For the university community and the general public, the archives provides research support to help them find available archival sources. It also provides paper and digital records management support to units across the university.

== History ==
In the early 1960s, older Canadian universities began to appoint archivists to care for their accumulating records. At the University of Toronto, the University Archives was created in response to Robert H. Blackburn's proposal to appraise and preserve records housed in what is now Gerstein Science Information Centre. It opened in January 1965 as a unit within the Department of Rare Books and Special Collections with Helen Miles as University Archivist. In 1967, the archives and its home department moved to 45 Charles Street East.

In its first decade, the archives expanded its collection of both administrative and non-administrative university records as well as the personal records of faculty and staff. In 1972, it moved into the Robarts Library building complex to form part of the Thomas Fisher Rare Book Library. At the end of 1972, the institution's volume of material stood at some 1,500 metres.

The archives continued to grow through the 1980s and the 1990s through budgetary challenges and technological changes. In May 1989, the University Archives launched a records management program.

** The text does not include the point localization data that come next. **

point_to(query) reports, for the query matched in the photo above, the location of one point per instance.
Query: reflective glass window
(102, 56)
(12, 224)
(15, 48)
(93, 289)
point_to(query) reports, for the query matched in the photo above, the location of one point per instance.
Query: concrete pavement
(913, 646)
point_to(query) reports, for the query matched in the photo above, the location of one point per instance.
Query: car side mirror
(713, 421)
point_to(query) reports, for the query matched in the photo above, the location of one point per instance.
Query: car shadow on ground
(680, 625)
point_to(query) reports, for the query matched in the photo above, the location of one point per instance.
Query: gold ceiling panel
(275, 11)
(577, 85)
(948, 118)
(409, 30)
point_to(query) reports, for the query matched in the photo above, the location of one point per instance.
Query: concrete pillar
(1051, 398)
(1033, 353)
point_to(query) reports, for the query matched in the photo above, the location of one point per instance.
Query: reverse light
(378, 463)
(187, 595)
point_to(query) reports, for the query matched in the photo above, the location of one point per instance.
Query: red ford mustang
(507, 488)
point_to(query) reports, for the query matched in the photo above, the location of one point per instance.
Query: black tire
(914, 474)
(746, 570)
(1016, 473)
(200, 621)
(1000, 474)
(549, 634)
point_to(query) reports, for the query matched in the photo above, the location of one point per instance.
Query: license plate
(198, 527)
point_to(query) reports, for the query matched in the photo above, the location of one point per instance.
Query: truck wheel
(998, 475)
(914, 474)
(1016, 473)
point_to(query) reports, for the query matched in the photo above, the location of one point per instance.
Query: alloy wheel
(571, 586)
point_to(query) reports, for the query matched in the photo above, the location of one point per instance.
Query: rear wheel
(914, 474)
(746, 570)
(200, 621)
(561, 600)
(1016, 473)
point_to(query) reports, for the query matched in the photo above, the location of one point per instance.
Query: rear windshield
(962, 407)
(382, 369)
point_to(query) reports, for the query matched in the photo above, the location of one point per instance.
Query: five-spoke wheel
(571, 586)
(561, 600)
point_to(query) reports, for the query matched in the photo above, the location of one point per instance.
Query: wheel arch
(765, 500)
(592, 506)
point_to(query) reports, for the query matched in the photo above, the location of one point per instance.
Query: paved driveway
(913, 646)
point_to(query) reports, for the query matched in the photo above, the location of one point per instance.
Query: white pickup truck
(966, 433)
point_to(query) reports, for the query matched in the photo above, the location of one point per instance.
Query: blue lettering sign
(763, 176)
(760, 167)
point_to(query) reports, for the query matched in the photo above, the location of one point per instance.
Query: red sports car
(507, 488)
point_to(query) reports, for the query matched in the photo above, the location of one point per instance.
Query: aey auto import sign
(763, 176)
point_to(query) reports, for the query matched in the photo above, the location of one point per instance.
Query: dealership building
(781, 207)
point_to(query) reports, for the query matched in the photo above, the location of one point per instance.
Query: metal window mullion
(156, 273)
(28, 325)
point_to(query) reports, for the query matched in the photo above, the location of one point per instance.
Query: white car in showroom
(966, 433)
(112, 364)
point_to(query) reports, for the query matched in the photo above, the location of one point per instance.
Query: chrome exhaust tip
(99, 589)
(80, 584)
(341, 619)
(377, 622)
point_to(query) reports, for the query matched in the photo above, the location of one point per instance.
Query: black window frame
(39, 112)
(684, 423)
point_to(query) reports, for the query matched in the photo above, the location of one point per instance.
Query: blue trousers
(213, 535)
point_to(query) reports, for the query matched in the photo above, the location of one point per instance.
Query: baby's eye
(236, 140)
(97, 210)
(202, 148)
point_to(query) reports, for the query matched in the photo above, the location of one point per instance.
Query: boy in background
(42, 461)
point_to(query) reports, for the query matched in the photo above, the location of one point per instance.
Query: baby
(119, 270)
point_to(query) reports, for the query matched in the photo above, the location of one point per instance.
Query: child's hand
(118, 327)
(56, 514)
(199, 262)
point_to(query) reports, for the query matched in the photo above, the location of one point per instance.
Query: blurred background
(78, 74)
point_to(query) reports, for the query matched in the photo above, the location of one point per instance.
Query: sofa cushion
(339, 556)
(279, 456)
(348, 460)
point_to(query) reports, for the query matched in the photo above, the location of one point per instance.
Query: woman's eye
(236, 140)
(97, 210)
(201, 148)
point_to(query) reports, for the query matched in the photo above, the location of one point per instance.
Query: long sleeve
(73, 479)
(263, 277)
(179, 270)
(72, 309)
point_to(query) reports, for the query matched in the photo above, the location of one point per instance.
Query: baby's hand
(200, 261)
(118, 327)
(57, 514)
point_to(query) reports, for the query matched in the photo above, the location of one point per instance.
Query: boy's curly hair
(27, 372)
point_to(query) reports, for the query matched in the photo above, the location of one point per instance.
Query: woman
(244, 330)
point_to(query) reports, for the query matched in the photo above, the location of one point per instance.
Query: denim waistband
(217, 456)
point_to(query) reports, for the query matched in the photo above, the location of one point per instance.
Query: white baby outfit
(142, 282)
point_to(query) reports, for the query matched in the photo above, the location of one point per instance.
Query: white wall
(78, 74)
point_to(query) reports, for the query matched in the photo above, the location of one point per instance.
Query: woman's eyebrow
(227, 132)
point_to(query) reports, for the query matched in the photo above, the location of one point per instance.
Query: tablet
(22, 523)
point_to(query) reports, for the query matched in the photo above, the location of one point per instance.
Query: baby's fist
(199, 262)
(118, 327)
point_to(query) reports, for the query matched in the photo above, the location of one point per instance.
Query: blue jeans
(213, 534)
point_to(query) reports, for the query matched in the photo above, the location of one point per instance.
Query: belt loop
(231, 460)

In 2015, the University Archives housed about 11,400 metres of material and managed about eight times as much material as it did in 1972. It increasingly stored its collections offsite at the University of Toronto Libraries' Downsview location and was adapting to greater demand for audiovisual material. It also worked to get its holdings into the public domain through scanning.

In 2025, UTARMS housed over 14 kilometres of records, 3.1 terabytes of web archives and 33.7 terabytes of digitized archives.

== Collections ==
The archives's holdings include:

- 11,000+ metres of paper records
- 200,000+ photographs and negatives
- 100+ oral histories recording the personal memories of senior administrative staff, faculty, and students
- thousands of architectural plans and drawings of university buildings
- digitized 57,000+ pages of print material, including yearbooks, president’s reports and other university publications
- the original university charter from 1827
- masters theses from 1897-1989 and doctoral theses from 1900-1985
- the papers of influential members of the university, including Harold Innis, Ursula Franklin, C.B. Macpherson, C.P. Stacey, and Helen Hogg

UTARMS provides a range of digital tools to help users find what they need. (Note: The vast majority of archival material is maintained offline.) This includes digital access to descriptions of holdings through Discover Archives, a central search portal for archival material held by the University of Toronto and its federated colleges.